Street dogs are fed and cared for by locals in the neighbourhoods and temples, and by street food vendors. This means that most of the dogs are fairly healthy, but you'll still see dogs in very poor condition. Over time, the situation is improving. In the winter the locals like to put dog coats or old tee shirts on them to keep them warm at night when the temperature can drop from a scorching 40c in the daytime to as low as 10c at night. One particular type of Thai dog has fur so short you can see through to the spots on its skin, hence, they definitely need their coats at night!

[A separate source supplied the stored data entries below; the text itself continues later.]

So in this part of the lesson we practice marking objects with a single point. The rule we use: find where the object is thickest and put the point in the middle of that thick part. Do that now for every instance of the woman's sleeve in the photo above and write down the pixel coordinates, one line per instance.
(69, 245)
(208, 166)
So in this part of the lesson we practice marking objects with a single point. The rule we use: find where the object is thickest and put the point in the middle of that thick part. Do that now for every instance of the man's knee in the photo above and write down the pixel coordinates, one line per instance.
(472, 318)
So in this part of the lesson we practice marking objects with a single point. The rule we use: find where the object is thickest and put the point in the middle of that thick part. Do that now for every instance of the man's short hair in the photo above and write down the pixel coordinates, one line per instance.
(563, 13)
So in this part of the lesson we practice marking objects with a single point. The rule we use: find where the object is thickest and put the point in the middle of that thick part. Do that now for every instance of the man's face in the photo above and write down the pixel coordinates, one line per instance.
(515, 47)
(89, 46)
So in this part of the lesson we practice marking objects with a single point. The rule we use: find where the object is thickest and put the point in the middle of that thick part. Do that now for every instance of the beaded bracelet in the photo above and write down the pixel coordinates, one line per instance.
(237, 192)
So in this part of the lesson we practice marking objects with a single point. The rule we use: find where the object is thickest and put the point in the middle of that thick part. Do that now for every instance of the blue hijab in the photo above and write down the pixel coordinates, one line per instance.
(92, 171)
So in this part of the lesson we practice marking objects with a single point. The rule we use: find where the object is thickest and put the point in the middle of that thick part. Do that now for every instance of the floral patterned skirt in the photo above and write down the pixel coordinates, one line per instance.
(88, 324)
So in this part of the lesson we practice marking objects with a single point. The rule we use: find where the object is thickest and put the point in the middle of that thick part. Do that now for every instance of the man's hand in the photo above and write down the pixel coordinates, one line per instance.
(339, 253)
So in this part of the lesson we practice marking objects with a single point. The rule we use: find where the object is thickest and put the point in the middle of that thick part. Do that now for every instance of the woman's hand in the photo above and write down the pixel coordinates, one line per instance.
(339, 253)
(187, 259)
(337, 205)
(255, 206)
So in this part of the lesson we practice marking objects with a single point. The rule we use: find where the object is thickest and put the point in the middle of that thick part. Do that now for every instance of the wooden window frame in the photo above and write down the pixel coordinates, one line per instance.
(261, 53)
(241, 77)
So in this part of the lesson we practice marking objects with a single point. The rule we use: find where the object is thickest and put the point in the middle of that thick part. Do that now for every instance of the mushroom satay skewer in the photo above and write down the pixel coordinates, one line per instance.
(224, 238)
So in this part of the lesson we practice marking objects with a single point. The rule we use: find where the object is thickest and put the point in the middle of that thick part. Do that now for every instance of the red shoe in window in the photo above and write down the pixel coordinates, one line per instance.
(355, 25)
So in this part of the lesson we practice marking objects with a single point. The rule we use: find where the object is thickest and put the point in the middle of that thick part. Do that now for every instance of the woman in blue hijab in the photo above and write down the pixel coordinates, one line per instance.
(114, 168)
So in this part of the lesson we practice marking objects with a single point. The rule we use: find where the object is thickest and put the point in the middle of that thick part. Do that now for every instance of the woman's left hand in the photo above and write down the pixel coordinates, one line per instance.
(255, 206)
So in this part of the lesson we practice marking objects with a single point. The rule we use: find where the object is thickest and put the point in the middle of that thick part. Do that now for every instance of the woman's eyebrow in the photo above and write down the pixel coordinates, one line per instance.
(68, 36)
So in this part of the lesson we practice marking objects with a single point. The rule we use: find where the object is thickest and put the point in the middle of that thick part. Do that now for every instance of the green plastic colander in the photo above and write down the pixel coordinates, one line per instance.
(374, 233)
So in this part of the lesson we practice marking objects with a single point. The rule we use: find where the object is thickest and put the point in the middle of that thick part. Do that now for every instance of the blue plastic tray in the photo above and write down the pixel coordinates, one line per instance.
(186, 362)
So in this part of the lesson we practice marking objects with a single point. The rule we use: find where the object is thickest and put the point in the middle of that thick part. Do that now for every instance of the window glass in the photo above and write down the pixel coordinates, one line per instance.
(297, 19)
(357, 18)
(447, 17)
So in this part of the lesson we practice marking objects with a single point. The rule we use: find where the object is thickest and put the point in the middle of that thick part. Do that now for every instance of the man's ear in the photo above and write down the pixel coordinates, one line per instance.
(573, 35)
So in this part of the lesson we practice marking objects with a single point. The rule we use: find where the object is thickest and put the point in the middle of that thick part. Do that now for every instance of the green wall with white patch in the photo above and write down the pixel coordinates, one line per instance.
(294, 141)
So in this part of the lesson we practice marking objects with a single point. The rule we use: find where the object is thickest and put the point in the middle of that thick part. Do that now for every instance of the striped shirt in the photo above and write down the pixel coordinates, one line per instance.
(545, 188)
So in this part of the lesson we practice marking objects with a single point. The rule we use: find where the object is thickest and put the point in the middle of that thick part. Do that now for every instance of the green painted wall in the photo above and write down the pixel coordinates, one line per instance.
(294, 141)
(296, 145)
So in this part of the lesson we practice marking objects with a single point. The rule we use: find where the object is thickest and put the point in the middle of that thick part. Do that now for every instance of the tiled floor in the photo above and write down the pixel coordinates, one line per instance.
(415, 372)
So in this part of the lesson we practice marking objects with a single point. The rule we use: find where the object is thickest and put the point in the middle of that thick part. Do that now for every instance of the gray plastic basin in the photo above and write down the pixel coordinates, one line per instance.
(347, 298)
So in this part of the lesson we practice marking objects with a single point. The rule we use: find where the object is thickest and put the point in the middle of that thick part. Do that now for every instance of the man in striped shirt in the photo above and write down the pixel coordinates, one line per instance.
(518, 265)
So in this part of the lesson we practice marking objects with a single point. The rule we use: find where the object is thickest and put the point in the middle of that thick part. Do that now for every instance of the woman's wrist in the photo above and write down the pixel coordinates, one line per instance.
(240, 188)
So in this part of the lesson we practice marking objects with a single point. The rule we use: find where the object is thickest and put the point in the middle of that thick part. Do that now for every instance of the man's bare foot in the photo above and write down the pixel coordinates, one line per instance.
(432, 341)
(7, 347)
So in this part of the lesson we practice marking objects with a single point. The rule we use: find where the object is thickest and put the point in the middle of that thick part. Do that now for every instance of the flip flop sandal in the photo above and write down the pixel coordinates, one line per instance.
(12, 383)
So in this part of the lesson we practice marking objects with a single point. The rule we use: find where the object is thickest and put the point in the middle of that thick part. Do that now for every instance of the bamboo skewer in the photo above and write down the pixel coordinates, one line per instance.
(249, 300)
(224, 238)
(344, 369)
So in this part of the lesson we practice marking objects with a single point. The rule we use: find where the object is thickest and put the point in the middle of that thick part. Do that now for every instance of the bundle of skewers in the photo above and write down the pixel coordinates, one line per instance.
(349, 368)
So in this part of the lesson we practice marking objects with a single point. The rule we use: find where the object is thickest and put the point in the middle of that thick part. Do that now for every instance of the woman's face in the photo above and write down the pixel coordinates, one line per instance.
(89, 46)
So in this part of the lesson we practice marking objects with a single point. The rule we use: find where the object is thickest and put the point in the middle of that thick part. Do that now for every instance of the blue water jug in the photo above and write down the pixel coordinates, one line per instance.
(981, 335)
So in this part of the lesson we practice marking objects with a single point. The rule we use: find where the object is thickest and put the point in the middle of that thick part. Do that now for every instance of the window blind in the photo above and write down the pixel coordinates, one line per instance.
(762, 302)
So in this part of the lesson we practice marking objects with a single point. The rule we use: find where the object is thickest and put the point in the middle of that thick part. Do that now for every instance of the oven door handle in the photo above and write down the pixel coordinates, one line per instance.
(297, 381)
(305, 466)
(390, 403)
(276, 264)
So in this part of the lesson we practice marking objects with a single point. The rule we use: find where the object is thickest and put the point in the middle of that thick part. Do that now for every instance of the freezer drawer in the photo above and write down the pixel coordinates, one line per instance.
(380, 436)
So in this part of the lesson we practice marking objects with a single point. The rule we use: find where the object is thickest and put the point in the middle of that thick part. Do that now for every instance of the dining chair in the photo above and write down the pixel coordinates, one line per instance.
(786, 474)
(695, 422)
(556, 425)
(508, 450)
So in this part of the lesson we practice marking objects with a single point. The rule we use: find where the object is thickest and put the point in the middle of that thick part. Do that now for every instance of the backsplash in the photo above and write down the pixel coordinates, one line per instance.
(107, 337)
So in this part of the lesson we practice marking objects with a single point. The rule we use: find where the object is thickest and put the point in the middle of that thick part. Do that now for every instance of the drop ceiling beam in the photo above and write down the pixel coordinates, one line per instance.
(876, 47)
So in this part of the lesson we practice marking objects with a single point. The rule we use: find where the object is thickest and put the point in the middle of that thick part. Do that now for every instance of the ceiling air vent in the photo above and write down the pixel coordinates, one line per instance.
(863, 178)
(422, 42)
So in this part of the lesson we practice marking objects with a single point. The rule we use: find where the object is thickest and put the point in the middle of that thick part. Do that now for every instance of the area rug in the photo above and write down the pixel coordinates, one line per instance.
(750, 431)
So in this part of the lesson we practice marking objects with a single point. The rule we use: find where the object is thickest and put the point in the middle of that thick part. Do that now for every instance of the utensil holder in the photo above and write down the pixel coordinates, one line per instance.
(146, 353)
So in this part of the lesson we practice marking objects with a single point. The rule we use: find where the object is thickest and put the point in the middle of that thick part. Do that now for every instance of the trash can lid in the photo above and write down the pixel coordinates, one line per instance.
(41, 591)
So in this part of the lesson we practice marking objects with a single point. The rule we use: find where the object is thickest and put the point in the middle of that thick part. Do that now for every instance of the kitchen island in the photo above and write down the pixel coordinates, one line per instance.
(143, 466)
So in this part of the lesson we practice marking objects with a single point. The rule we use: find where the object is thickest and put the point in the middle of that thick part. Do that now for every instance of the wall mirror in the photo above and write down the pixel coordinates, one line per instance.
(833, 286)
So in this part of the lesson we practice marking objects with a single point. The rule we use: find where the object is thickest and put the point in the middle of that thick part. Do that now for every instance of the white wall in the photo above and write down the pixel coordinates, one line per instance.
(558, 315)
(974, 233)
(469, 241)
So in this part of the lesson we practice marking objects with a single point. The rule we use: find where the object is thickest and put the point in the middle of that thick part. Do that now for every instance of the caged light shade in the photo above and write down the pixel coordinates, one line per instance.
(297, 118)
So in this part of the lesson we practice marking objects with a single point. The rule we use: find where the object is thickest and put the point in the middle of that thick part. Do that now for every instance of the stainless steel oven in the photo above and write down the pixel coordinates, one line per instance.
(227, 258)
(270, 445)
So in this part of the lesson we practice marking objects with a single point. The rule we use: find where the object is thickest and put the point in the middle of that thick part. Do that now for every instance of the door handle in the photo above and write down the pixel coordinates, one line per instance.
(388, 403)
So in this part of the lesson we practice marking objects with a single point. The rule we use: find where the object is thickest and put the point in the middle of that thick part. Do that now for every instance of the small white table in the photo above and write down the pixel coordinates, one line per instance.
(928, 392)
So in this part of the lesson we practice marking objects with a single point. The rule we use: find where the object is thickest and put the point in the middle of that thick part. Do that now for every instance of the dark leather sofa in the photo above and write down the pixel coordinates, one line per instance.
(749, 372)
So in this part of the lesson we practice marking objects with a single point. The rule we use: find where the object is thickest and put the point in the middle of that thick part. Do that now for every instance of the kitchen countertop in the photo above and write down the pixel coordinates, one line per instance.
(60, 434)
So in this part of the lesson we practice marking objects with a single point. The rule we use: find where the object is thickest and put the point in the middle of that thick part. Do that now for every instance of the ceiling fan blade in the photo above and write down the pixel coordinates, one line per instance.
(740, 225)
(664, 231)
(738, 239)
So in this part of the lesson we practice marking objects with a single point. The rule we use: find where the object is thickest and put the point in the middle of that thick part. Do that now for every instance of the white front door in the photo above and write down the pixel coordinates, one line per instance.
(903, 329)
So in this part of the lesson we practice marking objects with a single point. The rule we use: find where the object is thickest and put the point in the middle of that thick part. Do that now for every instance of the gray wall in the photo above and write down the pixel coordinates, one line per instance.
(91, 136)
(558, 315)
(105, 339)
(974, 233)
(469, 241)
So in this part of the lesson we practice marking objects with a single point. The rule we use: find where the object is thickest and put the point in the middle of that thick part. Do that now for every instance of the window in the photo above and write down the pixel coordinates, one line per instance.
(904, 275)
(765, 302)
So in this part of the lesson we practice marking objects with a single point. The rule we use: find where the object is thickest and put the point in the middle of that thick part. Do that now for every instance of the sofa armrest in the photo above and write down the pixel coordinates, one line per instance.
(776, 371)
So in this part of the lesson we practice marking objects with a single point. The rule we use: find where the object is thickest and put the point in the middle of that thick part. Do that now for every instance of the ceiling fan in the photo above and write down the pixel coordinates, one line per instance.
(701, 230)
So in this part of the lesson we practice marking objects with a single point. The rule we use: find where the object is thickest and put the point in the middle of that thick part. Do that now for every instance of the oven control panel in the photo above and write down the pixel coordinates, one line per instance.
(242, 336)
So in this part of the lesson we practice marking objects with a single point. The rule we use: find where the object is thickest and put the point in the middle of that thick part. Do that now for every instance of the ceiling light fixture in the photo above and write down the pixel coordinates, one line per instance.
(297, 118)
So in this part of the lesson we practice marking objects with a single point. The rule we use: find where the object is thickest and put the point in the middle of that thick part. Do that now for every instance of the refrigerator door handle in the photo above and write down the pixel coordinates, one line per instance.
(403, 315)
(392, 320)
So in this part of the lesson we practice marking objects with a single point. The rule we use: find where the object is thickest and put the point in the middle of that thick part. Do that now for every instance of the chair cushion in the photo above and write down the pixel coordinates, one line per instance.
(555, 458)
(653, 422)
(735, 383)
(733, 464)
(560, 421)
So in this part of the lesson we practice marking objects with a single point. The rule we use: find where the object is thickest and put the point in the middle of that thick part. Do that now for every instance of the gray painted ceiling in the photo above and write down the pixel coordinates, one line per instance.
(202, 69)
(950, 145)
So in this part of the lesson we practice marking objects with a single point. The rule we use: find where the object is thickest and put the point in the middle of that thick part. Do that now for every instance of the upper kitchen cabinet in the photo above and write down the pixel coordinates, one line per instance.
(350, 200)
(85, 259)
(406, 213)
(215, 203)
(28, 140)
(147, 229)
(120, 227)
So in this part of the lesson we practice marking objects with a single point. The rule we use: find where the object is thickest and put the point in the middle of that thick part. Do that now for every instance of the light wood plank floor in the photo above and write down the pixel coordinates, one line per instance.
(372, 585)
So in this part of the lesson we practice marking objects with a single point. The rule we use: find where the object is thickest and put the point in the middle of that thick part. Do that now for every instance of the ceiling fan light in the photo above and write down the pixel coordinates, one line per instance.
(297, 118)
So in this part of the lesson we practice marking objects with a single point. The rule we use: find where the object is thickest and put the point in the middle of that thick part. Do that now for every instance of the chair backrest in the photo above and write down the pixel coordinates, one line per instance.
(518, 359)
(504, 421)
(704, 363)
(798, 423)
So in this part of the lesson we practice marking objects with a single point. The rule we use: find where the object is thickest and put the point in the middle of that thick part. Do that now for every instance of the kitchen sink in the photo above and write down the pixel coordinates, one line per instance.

Cats are a different story. There are thousands of them here, but unlike the dogs, they are almost invisible. They are inclined to stay out of the way of people and dogs. They live on rooftops and in derelict buildings, coming out only at night to hunt or look for food. It's possible to leave Chiang Mai without knowing that the streets and temples are home to thousands of cats. Some are feral, some friendly and some, sadly, in very poor condition. There are a few temples in town where the monks seem to favour cats over dogs. Here you'll likely see lots of cats basking in the sunshine, the lucky few who are usually very well cared for. Cats tails are a bit of a novelty here. Some cats have short stubby tails or tails bent into odd shapes that look broken, others have tiny bob tails. There are many stories about why this is. The most popular is that Thai people think the cats are too beautiful so they cut off or disfigure their tails to spoil their perfection. In truth the kittens are just born with these cute short or bent tails. Sometimes a whole litter will have these odd looking tails, sometimes just one or two of them. I've been told by vets here that it's just caused by inbreeding.